El superávit del país sigue aumentando: tan solo en diciembre, el superávit de China alcanzó los 114.140 millones de dólares, impulsado por el aumento de las exportaciones a la Unión Europea, África, América Latina y el Sudeste Asiático. Fue el tercer superávit mensual más alto del que hay registro, solo por detrás de enero y junio del año pasado.
El enorme superávit comercial de todo el año se produjo pese a los esfuerzos del presidente Donald Trump de utilizar aranceles para frenar a las fábricas chinas. Los aranceles redujeron el superávit comercial de China con Estados Unidos en un 22 por ciento el año pasado.

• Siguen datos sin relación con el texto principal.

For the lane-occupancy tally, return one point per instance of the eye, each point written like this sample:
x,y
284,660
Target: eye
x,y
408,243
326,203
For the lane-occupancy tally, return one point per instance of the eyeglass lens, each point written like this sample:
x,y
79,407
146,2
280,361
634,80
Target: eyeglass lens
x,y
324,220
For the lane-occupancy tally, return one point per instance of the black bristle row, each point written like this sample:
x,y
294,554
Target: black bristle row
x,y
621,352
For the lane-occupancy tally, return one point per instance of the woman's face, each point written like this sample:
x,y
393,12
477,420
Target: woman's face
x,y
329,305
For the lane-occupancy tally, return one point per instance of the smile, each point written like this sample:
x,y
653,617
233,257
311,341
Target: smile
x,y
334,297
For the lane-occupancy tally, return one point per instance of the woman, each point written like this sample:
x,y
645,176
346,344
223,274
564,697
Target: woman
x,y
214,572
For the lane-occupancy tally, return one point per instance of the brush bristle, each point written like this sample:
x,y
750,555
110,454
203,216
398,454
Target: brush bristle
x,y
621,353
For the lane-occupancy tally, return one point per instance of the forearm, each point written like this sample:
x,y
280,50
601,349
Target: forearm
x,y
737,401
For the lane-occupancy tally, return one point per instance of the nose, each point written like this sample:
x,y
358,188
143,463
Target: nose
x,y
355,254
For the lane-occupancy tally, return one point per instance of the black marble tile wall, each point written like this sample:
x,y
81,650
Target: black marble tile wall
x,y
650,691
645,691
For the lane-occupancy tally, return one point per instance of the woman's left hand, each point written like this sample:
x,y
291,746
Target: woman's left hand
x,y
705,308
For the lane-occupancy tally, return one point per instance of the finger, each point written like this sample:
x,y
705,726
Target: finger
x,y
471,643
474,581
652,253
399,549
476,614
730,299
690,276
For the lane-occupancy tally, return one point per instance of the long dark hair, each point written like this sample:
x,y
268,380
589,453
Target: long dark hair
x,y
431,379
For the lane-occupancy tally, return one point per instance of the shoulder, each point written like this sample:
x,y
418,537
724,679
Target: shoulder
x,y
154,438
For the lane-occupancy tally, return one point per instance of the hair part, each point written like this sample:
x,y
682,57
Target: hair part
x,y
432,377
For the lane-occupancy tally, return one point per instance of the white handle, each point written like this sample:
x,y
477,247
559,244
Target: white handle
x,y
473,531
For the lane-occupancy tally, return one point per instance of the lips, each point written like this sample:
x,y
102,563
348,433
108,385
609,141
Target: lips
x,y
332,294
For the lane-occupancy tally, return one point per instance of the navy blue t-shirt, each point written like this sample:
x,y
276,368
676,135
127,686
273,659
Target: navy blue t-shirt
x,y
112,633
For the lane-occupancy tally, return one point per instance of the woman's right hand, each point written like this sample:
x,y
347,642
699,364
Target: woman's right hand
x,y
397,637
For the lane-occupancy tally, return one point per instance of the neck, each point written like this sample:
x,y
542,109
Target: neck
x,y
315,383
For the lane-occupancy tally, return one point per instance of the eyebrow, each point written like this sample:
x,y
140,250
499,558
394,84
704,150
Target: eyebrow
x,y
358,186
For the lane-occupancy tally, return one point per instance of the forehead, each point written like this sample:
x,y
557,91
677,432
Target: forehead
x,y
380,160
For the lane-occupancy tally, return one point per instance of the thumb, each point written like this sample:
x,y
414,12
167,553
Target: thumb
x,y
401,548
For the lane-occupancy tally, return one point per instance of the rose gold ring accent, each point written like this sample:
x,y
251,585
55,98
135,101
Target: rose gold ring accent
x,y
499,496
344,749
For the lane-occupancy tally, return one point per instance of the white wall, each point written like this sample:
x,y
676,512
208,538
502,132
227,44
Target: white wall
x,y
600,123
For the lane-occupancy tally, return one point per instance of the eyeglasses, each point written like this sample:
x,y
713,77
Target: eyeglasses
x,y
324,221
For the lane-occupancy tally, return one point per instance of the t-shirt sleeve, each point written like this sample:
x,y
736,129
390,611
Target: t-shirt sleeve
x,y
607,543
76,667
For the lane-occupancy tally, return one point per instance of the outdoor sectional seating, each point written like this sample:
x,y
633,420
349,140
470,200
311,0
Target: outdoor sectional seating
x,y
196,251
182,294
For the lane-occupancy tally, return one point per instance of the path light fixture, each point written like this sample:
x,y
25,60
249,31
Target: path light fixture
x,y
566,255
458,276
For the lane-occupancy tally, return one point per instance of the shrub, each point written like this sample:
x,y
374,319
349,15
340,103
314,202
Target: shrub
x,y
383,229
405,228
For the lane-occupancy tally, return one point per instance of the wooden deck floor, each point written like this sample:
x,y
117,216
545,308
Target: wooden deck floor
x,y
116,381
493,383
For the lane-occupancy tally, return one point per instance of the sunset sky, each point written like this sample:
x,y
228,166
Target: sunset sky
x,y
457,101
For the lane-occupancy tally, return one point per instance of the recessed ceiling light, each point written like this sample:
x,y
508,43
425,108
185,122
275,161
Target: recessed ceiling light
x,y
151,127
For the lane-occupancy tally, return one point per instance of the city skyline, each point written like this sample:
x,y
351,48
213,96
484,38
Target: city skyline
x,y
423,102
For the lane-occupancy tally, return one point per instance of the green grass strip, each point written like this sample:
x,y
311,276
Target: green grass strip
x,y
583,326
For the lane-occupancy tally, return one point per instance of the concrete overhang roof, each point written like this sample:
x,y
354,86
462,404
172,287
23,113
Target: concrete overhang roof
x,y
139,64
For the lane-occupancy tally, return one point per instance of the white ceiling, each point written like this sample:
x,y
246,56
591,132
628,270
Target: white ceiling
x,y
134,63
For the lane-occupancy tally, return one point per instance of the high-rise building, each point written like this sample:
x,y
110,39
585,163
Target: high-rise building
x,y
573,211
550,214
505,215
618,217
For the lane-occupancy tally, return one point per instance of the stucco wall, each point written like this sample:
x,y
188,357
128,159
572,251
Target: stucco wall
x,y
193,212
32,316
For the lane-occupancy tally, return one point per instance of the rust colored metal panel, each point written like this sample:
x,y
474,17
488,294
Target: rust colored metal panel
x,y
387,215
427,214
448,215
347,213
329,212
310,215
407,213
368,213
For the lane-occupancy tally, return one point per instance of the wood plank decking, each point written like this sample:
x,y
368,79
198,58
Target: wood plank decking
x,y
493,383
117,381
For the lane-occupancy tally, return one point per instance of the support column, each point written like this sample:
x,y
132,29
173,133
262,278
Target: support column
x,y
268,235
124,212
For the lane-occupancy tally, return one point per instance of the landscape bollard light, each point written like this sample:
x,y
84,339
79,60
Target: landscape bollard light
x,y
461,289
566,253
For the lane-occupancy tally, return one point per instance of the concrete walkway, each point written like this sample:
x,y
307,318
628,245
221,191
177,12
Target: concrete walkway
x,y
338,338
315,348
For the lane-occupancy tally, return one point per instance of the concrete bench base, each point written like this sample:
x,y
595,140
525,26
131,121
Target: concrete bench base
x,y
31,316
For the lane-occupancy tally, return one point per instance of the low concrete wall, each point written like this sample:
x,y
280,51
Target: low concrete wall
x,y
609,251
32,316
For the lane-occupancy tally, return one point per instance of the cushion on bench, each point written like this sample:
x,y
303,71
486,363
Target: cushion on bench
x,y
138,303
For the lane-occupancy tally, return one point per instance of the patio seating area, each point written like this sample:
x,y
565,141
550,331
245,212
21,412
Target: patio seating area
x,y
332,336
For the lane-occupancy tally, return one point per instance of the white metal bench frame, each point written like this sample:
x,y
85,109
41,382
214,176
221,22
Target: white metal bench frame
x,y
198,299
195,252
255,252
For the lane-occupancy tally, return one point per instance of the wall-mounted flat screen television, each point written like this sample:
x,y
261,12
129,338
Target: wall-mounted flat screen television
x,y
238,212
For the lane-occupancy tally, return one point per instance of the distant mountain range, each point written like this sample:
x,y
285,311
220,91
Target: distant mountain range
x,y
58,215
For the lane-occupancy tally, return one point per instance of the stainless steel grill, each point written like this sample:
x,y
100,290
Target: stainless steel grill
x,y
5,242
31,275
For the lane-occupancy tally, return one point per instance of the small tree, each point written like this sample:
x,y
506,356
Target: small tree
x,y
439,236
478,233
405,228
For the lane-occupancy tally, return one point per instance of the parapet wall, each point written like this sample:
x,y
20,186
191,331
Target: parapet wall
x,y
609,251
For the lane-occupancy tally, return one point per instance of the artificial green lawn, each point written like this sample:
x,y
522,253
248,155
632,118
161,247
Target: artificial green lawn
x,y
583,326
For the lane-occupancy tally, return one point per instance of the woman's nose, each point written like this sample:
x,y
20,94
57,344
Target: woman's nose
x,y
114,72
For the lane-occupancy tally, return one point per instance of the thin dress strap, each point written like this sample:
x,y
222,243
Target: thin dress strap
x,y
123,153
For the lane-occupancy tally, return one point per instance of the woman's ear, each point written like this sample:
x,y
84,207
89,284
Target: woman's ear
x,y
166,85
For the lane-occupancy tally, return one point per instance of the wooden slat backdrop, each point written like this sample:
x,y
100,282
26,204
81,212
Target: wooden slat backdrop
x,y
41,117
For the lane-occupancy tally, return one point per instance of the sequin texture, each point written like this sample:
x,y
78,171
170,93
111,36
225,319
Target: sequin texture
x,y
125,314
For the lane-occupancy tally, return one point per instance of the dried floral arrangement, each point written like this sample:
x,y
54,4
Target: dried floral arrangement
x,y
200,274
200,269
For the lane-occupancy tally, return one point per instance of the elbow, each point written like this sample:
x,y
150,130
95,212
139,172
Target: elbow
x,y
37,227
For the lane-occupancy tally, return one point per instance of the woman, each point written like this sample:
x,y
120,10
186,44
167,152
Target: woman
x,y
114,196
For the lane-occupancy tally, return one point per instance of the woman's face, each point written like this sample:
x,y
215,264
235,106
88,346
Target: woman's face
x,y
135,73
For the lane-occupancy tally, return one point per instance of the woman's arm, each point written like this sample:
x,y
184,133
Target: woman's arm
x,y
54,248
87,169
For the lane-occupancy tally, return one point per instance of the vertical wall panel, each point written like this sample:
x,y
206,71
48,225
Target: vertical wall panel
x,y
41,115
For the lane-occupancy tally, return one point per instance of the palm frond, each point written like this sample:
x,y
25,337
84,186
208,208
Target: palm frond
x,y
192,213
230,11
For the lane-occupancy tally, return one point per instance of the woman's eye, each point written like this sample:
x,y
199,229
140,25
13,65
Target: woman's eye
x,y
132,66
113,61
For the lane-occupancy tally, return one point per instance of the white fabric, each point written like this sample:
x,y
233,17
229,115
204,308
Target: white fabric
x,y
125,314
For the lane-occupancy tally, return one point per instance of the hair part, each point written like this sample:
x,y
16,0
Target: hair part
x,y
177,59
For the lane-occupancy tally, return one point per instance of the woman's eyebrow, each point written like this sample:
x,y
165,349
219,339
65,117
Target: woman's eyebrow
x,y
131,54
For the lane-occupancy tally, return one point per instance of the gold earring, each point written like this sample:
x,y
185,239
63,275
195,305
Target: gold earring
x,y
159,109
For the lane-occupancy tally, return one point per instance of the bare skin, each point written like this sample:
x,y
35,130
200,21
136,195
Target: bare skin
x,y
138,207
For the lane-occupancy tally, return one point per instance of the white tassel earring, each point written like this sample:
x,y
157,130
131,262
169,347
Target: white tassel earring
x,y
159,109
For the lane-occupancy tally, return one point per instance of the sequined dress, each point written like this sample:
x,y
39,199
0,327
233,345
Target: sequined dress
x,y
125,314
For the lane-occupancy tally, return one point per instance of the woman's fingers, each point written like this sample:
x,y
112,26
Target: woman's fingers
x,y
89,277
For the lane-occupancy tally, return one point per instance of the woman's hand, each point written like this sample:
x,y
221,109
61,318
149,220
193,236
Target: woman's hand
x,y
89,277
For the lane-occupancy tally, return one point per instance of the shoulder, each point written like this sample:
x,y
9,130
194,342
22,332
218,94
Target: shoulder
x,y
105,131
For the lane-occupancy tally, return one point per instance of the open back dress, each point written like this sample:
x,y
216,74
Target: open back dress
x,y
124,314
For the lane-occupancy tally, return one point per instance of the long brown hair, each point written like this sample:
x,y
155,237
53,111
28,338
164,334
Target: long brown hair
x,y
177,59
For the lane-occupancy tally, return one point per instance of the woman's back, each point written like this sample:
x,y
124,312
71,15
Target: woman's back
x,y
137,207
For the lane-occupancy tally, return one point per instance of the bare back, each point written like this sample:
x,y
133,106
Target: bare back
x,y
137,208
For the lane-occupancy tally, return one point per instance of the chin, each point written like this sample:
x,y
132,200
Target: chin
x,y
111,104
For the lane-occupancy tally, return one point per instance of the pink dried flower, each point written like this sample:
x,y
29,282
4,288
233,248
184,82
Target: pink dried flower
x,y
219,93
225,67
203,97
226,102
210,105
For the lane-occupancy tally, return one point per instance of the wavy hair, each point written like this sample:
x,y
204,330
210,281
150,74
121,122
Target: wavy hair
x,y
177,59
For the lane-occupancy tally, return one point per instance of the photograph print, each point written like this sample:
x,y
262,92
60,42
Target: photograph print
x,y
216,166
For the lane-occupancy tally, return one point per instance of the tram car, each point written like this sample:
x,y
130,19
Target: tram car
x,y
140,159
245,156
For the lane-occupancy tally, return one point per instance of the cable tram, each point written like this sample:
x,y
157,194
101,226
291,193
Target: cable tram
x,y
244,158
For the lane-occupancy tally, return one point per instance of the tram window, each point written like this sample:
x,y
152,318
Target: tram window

Pero las fábricas chinas aumentaron sus ventas a otras regiones, en muchos casos eludiendo los impuestos estadounidenses mediante el envío de mercancías a Estados Unidos a través del sudeste asiático y otros lugares.
También contribuyó al aumento del superávit comercial chino la debilidad crónica de las importaciones del país, que prácticamente no variaron el año pasado. Los dirigentes de Pekín han aplicado una ambiciosa política industrial para sustituir las importaciones por la producción nacional. Su objetivo ha sido fomentar la autosuficiencia nacional en muchos sectores industriales.
China reafirmó sus objetivos de autosuficiencia en octubre, cuando dio a conocer un primer esbozo de su plan económico quinquenal para 2030.